Italy has 5 players in the double figures for tackle count. All over the pitch. This shows Ireland where trying to attack from all around the pitch. Ireland have 4 players in double figures, they are all made by the pack which shows Italy didn’t have imagination, but they had gas and bulk to keep running at the green wall. We can’t deny the effort of the Italians, which was important. There was no point in Ireland playing a big minnow and putting 40 points on them without reply. Ireland needed a test, but not to be tested. Italy did that.

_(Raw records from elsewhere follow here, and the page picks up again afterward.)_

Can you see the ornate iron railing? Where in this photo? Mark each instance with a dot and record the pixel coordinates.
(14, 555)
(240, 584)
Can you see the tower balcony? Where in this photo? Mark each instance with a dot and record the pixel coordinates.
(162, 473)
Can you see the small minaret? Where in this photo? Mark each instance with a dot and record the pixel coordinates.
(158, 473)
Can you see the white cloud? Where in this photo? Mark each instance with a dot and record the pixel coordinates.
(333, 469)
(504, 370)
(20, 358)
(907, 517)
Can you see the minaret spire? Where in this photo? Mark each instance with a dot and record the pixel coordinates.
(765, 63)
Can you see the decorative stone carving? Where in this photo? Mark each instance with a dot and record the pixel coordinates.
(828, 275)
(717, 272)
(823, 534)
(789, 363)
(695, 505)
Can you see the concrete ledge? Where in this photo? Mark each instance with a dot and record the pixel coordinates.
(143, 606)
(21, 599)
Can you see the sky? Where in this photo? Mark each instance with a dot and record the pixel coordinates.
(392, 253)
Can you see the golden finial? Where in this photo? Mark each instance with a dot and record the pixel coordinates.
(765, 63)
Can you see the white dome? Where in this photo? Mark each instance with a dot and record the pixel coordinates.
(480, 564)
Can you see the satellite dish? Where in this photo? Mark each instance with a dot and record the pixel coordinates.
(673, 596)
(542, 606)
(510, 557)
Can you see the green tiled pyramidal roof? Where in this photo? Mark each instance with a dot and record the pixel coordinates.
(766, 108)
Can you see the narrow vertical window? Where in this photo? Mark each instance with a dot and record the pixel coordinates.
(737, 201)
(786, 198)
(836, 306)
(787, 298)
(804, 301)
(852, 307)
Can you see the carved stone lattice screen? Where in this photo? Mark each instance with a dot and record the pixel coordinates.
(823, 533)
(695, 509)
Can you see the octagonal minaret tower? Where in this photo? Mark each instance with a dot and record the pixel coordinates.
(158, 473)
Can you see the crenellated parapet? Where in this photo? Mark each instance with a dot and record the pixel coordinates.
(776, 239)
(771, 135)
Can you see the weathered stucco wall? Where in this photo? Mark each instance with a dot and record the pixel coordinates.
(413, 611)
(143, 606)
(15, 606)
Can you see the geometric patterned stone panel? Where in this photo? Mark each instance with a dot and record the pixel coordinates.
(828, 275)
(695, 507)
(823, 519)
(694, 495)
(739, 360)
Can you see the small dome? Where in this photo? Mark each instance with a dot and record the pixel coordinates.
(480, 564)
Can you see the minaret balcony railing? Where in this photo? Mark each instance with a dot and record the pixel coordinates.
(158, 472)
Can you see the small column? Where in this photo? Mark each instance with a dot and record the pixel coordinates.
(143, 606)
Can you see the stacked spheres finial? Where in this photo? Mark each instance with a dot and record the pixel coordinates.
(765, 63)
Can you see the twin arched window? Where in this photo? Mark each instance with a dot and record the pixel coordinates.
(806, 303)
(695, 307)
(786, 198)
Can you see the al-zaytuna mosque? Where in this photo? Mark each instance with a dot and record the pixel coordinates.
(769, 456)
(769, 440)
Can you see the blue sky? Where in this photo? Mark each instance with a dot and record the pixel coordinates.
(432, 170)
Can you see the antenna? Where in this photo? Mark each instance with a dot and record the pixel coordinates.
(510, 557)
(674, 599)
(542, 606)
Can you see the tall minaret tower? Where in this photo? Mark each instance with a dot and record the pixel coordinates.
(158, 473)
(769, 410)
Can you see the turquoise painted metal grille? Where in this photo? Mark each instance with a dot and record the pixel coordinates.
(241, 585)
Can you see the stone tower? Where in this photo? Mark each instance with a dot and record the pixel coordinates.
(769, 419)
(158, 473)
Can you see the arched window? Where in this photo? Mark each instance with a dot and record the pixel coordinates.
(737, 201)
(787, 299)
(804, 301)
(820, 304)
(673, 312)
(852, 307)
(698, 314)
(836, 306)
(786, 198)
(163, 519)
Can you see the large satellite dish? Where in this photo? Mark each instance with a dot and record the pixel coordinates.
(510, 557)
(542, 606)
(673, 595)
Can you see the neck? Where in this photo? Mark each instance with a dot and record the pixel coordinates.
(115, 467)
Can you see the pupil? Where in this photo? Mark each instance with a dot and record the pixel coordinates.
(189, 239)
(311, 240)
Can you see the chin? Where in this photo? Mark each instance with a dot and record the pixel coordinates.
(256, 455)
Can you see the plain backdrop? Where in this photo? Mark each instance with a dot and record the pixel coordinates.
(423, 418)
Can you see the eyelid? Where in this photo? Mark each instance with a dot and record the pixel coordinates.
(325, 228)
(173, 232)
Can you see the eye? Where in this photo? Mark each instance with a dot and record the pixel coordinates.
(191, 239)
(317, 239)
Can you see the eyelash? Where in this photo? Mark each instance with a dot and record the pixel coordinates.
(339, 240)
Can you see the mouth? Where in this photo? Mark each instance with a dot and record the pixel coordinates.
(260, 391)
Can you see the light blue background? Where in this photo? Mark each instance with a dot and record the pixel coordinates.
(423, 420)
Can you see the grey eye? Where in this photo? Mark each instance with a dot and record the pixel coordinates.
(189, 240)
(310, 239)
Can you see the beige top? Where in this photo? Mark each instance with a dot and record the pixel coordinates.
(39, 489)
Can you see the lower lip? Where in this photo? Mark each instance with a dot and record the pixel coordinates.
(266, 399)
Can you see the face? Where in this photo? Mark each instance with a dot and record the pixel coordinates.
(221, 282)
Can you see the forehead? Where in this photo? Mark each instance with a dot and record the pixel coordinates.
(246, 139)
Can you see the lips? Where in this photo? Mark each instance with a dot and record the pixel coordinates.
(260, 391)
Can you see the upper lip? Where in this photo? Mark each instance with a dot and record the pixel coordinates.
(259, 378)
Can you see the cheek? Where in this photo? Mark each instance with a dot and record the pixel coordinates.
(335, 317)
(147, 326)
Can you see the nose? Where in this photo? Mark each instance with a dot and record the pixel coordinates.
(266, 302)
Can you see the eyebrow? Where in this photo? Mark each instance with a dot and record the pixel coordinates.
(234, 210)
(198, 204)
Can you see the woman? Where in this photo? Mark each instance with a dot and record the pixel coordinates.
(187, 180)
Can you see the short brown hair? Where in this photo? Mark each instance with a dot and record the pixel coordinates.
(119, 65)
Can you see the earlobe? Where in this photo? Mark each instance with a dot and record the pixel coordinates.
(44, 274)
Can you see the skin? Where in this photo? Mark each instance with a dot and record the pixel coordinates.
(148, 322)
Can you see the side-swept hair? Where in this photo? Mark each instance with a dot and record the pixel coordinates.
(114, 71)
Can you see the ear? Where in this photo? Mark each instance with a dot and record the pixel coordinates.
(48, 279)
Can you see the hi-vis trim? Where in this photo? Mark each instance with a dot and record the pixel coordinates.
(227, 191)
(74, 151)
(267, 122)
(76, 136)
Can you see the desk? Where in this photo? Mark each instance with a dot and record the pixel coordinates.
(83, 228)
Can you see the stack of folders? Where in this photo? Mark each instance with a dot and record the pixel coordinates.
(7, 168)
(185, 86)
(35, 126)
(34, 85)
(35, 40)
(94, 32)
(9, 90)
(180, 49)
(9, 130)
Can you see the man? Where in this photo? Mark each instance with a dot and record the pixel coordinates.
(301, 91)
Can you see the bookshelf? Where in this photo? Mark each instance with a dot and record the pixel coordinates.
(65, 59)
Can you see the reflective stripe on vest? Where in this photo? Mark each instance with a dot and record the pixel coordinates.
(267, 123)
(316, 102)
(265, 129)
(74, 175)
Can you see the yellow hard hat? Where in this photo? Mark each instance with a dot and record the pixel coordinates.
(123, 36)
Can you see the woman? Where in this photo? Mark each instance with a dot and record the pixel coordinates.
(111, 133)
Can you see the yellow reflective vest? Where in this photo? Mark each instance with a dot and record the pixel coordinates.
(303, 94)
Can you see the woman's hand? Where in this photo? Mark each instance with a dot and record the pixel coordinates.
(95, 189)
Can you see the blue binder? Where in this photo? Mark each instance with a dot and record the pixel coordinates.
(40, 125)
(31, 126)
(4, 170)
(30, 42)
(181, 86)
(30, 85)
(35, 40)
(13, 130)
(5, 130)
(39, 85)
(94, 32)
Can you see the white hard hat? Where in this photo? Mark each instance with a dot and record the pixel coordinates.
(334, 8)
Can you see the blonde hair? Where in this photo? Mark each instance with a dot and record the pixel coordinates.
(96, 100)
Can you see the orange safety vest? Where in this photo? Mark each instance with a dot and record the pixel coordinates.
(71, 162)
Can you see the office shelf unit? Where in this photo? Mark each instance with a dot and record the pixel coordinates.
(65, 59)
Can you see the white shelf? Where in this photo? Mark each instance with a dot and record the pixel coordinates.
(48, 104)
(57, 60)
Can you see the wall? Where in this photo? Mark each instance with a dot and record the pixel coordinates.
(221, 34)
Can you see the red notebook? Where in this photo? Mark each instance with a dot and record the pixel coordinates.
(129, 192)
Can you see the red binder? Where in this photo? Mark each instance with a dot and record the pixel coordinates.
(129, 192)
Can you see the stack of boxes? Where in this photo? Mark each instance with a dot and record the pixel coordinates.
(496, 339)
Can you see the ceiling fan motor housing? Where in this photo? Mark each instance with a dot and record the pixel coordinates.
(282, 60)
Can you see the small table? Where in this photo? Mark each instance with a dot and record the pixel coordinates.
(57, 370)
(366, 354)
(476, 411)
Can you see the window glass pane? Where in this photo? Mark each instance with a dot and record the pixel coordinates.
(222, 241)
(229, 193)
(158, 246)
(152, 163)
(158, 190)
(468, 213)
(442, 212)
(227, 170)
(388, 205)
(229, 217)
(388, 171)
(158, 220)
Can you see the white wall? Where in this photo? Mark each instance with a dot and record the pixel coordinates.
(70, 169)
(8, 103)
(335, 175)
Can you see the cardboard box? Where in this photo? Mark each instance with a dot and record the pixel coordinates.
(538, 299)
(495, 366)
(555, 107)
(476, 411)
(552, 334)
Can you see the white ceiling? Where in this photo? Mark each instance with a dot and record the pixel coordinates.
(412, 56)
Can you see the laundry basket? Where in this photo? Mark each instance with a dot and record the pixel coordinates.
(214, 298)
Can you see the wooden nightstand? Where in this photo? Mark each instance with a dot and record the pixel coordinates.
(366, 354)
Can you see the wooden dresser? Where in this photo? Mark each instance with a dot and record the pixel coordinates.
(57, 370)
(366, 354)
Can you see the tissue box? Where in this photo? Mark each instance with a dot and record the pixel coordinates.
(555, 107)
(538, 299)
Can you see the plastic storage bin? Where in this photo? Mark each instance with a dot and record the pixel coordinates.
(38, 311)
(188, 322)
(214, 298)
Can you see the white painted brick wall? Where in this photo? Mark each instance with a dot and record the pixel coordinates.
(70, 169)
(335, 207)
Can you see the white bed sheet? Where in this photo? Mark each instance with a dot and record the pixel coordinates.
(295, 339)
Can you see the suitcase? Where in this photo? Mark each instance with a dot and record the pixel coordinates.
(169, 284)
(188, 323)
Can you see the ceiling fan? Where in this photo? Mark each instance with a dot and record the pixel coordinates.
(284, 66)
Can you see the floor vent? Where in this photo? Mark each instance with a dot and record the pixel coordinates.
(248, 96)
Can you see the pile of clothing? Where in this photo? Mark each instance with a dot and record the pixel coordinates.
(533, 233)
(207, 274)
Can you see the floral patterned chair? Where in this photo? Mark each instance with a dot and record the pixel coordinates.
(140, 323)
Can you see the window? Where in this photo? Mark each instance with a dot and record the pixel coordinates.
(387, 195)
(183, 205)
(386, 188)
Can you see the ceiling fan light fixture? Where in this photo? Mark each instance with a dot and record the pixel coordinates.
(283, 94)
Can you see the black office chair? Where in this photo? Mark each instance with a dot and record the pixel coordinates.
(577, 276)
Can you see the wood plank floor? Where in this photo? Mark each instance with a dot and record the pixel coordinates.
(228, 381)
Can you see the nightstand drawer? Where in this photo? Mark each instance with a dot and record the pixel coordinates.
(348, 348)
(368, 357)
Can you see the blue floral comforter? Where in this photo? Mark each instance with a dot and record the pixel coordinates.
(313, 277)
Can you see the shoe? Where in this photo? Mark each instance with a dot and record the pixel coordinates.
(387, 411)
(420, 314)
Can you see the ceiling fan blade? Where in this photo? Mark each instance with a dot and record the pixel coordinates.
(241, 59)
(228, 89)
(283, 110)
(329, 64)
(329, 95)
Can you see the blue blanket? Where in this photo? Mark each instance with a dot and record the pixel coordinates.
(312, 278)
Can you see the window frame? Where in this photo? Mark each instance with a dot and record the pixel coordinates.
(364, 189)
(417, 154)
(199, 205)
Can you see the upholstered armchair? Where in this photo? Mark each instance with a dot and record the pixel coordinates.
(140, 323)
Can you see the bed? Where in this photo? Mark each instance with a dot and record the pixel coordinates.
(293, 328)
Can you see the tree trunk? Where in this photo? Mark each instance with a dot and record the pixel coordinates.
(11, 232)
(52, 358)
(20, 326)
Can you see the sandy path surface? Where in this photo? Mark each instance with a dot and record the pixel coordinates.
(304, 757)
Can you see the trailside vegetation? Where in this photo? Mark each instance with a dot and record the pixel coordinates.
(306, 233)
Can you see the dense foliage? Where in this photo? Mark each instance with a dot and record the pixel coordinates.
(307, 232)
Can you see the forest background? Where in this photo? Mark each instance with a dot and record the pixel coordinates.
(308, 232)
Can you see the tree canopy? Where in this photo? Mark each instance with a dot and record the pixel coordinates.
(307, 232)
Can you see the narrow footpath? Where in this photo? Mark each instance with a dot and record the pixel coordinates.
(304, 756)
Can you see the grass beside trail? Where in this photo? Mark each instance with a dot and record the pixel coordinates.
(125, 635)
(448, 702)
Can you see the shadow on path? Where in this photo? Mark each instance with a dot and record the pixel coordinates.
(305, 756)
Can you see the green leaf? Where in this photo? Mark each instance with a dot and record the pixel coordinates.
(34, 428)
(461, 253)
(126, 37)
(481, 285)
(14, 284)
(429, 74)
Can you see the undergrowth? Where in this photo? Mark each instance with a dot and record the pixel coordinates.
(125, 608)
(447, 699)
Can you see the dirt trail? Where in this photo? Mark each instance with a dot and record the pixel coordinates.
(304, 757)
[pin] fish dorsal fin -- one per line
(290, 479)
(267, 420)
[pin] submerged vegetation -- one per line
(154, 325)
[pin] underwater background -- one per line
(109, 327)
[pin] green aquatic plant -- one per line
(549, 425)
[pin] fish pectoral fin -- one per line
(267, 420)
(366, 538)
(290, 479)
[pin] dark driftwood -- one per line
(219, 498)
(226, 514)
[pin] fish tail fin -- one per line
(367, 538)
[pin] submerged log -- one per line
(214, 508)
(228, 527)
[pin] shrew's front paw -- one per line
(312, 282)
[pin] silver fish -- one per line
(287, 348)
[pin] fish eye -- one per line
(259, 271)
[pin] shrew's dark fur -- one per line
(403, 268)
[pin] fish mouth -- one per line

So the backlash on this performance has, once again, been over the top from our online ‘experts’. We are not far off burning effigies of Joe at this stage based on the online nonsense. We need to look at this for what it was. It was a preseason warm up. It was Chelsea v Bohs. Nothing more than that. It was a way of shaking the rust off and working through a plan. Ireland kept the opposition scoreless in the second half, kept scoring until the hour mark (a worry considering England kept scoring until the end against Wales) but for a PRE SEASON WARM UP this ticked the box!
So who impressed? Well anytime you get to watch Joey Carberry live is a pleasure. He scares the opposition every time he has the ball, not because he is a big guy or speedy, but because they literally have no idea what he is going to do. If they surround him, he clears them with a pass; if they give him space he finds space. Fantastic to watch. Hopefully the ankle isn’t too bad, he looked like he was heartbroken leaving the pitch. Carty comes on and plays like a 40 capper. Great to see. Some really smart pressure relieving kicks which harken back to the days of O’Gara, smart passing and marshalled well. We have 4 out halves. Sexton, Carberry, Byrne and Carty who can do a job. If we start the RWC with our starting side, then we will need the latter 2 for the rest of the group stages. Great to see the backups are running well. Porter had 7 tackles missed 0 and beat 2 defenders off 1 run for 1 metre. Switched sides in the scrum and played like a veteran. More good news. Kleyne slipped in for a debut that looked slightly silent in the stadium, but looking at the stats, he got a lot of work done. 9 runs, 16 tackles with only 1 missed. Don’t believe the Eddie O’Sullivan hype. Kleyne did well, cleared well and looks to be the enforcer the team will need when he settles in.
So as we can see, this was not all doom and gloom. This wasn’t champagne rugby. This was probably a decent but undiscovered Lidl IPA type of rugby. Mostly positive, but you wouldn’t be trawling the shelves looking for it again.
Let’s just keep the heads, be supporters, don’t be fans or trolls.